The Kuba live in the Lower Kasai region of central Zaire in a rich environment of dense forest and savanna.
Organized into a federation of chiefdoms, the almost 200,000 Kuba are a diverse group of over eighteen different
peoples unified under the Bushong king. They share a single economy and, to varying degrees, common cultural
and historical traditions. Agriculture is the main occupation, supplemented by hunting, fishing, and trading. The
name "Kuba" comes from the Luba people to the southeast. The Kuba call themselves "the children of Woot"— after their founding ancestor (Vansina 1964:6;1078:4).
Kuba arts primarily address status, prestige, and the court; they are manifestations of social and political hierarchy.
Rank and wealth are expressed in extensive displays of regalia: jewelry, rich garments of embroidered raffia cloth,
ceremonial knives, swords, drums, and elaborated utilitarian items. Valuable imported cowrie shells and beads
emblellish garments, furniture, baskets, and masks.
The outstanding Kuba style diagnostic is geometric patterning used to embellish the surfaces of many objects.
These designs are woven into raffia textiles and mats, plaited in walls, executed in shell and bead decoration, and
incised on bowls, cups, boxes, pipes, staffs, and other forms including masks. All art forms and designs are laden
with symbolic and iconographic meaning, and the same is true of the rich Kuba masquerades.
Masking was first introduced by a woman who carved a face on a calabash, the original model for initiation masks.

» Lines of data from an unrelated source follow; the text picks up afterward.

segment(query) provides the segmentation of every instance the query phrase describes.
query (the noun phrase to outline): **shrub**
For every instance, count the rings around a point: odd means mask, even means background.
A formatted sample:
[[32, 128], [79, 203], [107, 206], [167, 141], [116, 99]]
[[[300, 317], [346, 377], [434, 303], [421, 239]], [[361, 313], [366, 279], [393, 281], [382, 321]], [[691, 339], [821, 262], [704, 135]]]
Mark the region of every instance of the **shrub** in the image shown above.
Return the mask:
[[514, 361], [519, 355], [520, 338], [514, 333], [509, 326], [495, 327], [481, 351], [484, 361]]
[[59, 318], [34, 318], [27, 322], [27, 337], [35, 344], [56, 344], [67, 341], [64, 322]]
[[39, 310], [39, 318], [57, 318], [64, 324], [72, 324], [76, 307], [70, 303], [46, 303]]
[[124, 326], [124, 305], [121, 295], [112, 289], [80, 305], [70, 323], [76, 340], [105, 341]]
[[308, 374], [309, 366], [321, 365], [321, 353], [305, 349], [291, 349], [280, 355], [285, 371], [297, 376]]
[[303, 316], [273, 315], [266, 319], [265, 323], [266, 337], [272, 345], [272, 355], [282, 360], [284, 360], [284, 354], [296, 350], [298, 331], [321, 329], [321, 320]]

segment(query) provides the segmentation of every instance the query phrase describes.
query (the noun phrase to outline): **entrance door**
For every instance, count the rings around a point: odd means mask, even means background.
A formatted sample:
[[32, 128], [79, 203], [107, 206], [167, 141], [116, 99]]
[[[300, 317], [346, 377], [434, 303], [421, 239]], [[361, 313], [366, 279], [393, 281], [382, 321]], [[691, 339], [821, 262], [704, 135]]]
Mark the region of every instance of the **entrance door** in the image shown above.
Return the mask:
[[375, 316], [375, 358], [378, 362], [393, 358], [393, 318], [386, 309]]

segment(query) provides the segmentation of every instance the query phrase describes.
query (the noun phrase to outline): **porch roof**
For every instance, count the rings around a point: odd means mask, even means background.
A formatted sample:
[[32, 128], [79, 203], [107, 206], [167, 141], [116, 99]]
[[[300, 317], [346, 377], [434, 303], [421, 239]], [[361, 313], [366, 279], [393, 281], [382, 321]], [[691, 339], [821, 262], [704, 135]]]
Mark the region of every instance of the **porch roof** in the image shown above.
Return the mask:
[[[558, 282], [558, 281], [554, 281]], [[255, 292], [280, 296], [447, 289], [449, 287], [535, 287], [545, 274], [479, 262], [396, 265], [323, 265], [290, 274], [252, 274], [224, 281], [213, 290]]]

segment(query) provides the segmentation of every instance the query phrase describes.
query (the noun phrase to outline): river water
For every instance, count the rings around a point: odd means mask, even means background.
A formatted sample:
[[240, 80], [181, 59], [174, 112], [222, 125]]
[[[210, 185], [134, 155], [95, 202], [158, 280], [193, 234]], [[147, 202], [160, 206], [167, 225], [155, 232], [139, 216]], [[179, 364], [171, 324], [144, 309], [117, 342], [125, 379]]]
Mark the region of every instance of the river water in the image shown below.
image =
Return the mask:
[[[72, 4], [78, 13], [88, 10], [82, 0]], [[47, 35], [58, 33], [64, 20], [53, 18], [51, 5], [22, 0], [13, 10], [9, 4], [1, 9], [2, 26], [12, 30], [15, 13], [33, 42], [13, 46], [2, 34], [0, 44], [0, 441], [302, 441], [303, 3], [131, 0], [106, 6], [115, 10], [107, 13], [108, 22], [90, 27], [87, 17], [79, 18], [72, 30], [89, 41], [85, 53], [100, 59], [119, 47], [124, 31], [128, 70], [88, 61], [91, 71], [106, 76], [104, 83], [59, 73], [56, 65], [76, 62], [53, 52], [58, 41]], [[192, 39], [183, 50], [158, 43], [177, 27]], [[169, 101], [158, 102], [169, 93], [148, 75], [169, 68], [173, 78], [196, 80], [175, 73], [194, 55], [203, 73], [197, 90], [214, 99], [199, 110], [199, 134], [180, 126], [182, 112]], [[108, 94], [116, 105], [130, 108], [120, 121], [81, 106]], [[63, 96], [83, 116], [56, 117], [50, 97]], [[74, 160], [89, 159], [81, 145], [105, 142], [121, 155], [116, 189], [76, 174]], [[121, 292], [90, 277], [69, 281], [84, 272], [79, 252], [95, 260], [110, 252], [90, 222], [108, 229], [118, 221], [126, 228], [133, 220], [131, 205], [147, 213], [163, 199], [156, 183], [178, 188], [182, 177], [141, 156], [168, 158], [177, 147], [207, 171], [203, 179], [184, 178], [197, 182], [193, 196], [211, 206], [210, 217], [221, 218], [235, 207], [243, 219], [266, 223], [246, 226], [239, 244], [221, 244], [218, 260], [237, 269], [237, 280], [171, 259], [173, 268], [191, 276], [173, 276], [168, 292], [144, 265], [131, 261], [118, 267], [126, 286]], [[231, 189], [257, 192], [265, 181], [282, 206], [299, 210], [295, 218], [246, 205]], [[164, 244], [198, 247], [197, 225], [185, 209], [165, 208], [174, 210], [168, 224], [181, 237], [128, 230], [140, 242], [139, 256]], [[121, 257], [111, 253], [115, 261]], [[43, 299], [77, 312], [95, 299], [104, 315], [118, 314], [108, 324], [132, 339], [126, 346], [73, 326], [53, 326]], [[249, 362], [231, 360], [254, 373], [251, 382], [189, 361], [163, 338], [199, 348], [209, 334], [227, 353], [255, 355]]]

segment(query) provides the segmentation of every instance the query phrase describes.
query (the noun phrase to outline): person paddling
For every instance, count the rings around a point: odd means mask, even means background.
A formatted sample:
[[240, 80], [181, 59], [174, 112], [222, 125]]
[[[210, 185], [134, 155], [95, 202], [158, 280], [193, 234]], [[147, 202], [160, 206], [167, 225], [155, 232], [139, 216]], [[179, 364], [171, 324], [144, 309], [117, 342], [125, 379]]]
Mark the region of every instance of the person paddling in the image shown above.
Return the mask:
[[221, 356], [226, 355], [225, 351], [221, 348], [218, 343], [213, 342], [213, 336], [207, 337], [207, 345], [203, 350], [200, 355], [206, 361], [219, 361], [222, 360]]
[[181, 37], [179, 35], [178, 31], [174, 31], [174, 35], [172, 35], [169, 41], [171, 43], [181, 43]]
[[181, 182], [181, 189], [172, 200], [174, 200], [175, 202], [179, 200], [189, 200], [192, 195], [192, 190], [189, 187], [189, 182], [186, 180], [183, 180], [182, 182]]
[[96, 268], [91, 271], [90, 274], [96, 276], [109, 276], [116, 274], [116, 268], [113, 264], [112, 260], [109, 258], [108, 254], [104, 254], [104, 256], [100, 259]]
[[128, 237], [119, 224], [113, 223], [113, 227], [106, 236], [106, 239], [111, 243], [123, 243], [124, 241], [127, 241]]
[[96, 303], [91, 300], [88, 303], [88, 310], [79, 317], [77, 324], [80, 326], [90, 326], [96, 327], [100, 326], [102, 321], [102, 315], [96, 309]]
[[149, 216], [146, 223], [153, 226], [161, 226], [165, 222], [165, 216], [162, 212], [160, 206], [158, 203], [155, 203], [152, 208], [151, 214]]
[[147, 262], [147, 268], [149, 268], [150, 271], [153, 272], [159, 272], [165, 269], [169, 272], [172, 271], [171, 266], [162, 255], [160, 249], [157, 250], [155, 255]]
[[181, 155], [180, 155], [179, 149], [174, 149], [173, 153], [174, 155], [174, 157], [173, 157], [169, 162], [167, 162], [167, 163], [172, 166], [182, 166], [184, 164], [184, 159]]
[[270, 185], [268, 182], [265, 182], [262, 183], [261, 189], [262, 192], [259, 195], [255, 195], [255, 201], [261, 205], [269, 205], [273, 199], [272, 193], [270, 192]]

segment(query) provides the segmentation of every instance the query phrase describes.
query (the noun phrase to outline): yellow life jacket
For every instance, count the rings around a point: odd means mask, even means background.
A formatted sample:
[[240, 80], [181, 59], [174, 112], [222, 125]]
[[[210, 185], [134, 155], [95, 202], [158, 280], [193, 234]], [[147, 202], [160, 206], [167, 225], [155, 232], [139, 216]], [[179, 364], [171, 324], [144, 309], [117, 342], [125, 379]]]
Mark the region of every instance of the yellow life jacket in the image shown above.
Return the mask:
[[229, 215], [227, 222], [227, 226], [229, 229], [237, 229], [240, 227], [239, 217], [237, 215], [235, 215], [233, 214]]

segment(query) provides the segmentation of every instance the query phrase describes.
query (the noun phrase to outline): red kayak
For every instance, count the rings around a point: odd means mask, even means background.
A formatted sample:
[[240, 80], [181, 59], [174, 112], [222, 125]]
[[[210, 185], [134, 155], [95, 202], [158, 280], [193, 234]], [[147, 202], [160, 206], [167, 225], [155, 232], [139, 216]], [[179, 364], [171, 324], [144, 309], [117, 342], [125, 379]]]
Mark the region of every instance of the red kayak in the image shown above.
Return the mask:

The invention was taken over by men, incorporated into initiation, and remains a male privilege. Once Bushong
boys move into the nkan initiation shelter, they can wear masks and make excursions into the village frightening
women and small children. More powerful masks are worn by initiation officials. The masked Kuba dancer is, in
every instance, a spirit manifestation (Torday 1910:250; Vansina 1955:140).